Jeanmarie intervino:

— ¿No se da cuenta, doctora Cardenas? El señor Gaeta es la última esperanza de mi marido. Su carrera, todas la investigaciones que ha llevado a cabo de la superficie de Titán, dependen de él.

—La carrera de su marido —replicó Cardenas—. La vida de Manny.

—Pero…

—Podría matarse allá abajo.

—Espera, Kris —repuso Gaeta—. Si consigo que Fritz y su gente dirijan la misión, podría ser el primer ser humano en estar en Titán. Eso no tiene precio.

— ¿Acaso vale más que tu vida?

—No será tan peligroso —insistió Gaeta—. Voy, pongo tu paquetito de nanos en el vehículo y me vuelvo para arriba. Pan comido.

—Manny, no. No quiero pasar otra vez por esto.

—Será la última vez, Kris.

—Eso es lo que dijiste cuando fuiste a los anillos a petición de Wunderly.

—Y estoy vivito y coleando, ¿verdad?

Urbain podía ver el fuego en los ojos de Cardenas. Y el deseo en los de Gaeta.

—Mira —le dijo Gaeta a Cardenas—. Deja que llame a Fritz, y vea lo que él piensa de esto. No va a permitir que me juegue el cuello por una bobada.

—Vaya cosa.

—Y si Fritz piensa que esta hazaña merece la pena, vendrá escopetado en una nave estelar y se hará cargo de toda la operación.
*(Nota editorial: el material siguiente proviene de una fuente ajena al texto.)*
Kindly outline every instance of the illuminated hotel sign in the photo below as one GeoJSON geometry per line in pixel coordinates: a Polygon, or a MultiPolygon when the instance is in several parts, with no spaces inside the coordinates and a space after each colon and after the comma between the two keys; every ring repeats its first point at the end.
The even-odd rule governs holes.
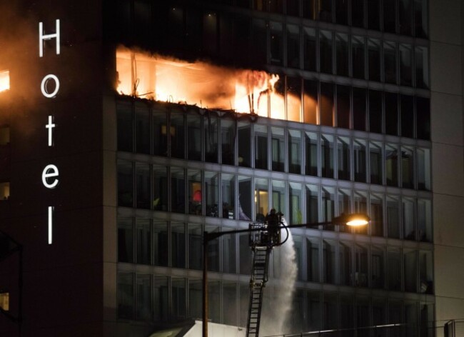
{"type": "MultiPolygon", "coordinates": [[[[56,21],[55,34],[44,34],[44,24],[39,23],[39,56],[44,57],[44,41],[46,40],[51,40],[52,39],[56,39],[56,55],[60,54],[60,21],[56,21]]],[[[49,74],[42,79],[40,85],[40,91],[44,97],[46,99],[53,99],[56,96],[60,89],[59,79],[56,75],[49,74]],[[53,83],[52,83],[53,82],[53,83]],[[54,89],[53,88],[54,84],[54,89]]],[[[53,146],[53,129],[56,125],[53,122],[53,116],[49,116],[48,124],[45,128],[48,129],[48,146],[53,146]]],[[[42,171],[42,183],[47,188],[54,188],[58,186],[59,180],[59,171],[58,167],[53,164],[49,164],[42,171]]],[[[49,206],[48,209],[48,232],[49,232],[49,244],[53,242],[53,211],[54,206],[49,206]]]]}

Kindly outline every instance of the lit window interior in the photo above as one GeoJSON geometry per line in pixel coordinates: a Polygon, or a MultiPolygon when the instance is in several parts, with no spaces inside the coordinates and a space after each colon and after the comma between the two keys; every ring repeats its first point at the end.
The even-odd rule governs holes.
{"type": "Polygon", "coordinates": [[[0,145],[6,145],[10,143],[10,127],[8,126],[0,126],[0,145]]]}
{"type": "Polygon", "coordinates": [[[9,90],[10,72],[8,70],[0,71],[0,92],[9,90]]]}
{"type": "Polygon", "coordinates": [[[4,311],[10,310],[10,293],[0,293],[0,308],[4,311]]]}
{"type": "MultiPolygon", "coordinates": [[[[116,70],[121,94],[286,119],[283,96],[275,90],[279,77],[266,71],[187,62],[122,48],[116,52],[116,70]]],[[[299,99],[288,95],[287,115],[293,116],[289,119],[300,120],[299,99]]]]}
{"type": "Polygon", "coordinates": [[[0,183],[0,201],[10,198],[10,183],[0,183]]]}

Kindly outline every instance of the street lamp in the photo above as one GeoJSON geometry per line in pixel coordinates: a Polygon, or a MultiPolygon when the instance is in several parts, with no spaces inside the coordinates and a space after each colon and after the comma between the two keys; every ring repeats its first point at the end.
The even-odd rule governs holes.
{"type": "MultiPolygon", "coordinates": [[[[342,213],[336,216],[330,221],[323,221],[312,223],[299,223],[296,225],[282,225],[280,228],[311,228],[320,226],[328,225],[348,226],[350,227],[359,227],[369,223],[370,218],[366,214],[354,213],[350,214],[342,213]]],[[[227,234],[238,234],[240,233],[251,233],[262,231],[262,228],[248,228],[236,229],[233,231],[225,231],[221,232],[208,233],[203,231],[203,337],[208,337],[208,243],[215,238],[227,234]]]]}

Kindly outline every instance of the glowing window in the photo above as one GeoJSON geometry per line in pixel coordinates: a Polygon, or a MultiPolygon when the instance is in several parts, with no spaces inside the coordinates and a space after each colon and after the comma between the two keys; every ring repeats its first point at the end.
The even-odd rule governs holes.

Como en los viejos tiempos.

Cardenas inició una réplica, pero ninguna palabra salió de su boca, solo un sonido medio ahogado que igual podía ser un suspiro como un gruñido, o incluso un contenido sollozo de desesperación. Se precipitó hacia el sendero que conducía al pueblo. Gaeta corrió tras ella para darle alcance.
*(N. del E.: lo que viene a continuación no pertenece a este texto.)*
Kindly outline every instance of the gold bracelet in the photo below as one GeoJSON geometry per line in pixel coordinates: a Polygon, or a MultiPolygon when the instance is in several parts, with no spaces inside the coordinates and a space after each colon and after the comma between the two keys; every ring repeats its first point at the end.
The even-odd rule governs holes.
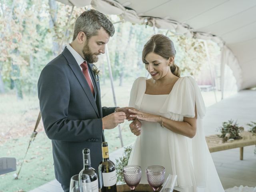
{"type": "Polygon", "coordinates": [[[161,118],[161,126],[164,128],[164,122],[163,122],[163,117],[162,116],[160,116],[160,118],[161,118]]]}

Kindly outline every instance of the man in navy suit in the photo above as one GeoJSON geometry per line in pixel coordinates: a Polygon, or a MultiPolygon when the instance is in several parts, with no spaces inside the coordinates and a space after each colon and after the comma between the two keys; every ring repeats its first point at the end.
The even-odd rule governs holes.
{"type": "Polygon", "coordinates": [[[73,40],[42,70],[38,82],[45,132],[52,140],[55,176],[65,192],[83,168],[82,150],[90,150],[92,166],[102,160],[104,129],[116,127],[129,108],[102,107],[100,84],[92,70],[114,33],[103,14],[91,10],[75,24],[73,40]]]}

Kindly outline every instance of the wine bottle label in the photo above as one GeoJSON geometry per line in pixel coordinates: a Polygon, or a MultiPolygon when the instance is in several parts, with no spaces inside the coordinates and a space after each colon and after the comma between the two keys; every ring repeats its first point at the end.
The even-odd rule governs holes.
{"type": "Polygon", "coordinates": [[[116,184],[117,178],[116,170],[109,173],[102,173],[103,186],[110,187],[116,184]]]}
{"type": "Polygon", "coordinates": [[[108,158],[108,147],[102,147],[102,157],[104,158],[108,158]]]}
{"type": "Polygon", "coordinates": [[[83,189],[84,190],[83,191],[99,192],[98,179],[90,183],[84,183],[83,182],[83,189]]]}

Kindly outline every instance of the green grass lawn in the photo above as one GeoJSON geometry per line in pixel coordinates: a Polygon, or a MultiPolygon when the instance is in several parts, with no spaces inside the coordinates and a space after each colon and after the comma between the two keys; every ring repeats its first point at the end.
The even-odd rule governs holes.
{"type": "MultiPolygon", "coordinates": [[[[128,81],[122,87],[115,82],[117,106],[128,105],[132,82],[128,81]]],[[[101,86],[102,105],[114,106],[109,82],[101,86]]],[[[0,157],[15,157],[16,172],[0,175],[0,192],[28,192],[55,178],[51,141],[44,132],[42,121],[38,133],[30,145],[19,179],[14,180],[14,174],[20,167],[34,130],[39,112],[37,96],[24,97],[17,100],[14,93],[0,95],[0,157]]],[[[120,124],[123,141],[125,146],[136,138],[130,131],[128,122],[120,124]]],[[[121,147],[118,127],[105,131],[110,152],[121,147]]]]}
—Lo hará —murmuró Urbain, apenas sin aliento, con voz agitada.

—Sí —contestó Jeanmarie—. Solo espero que eso no destruya su relación con la doctora Cardenas.

Urbain estuvo a punto de decir: « ¿y qué?» Pero un vistazo al rostro consternado de su mujer le bastó para morderse la lengua.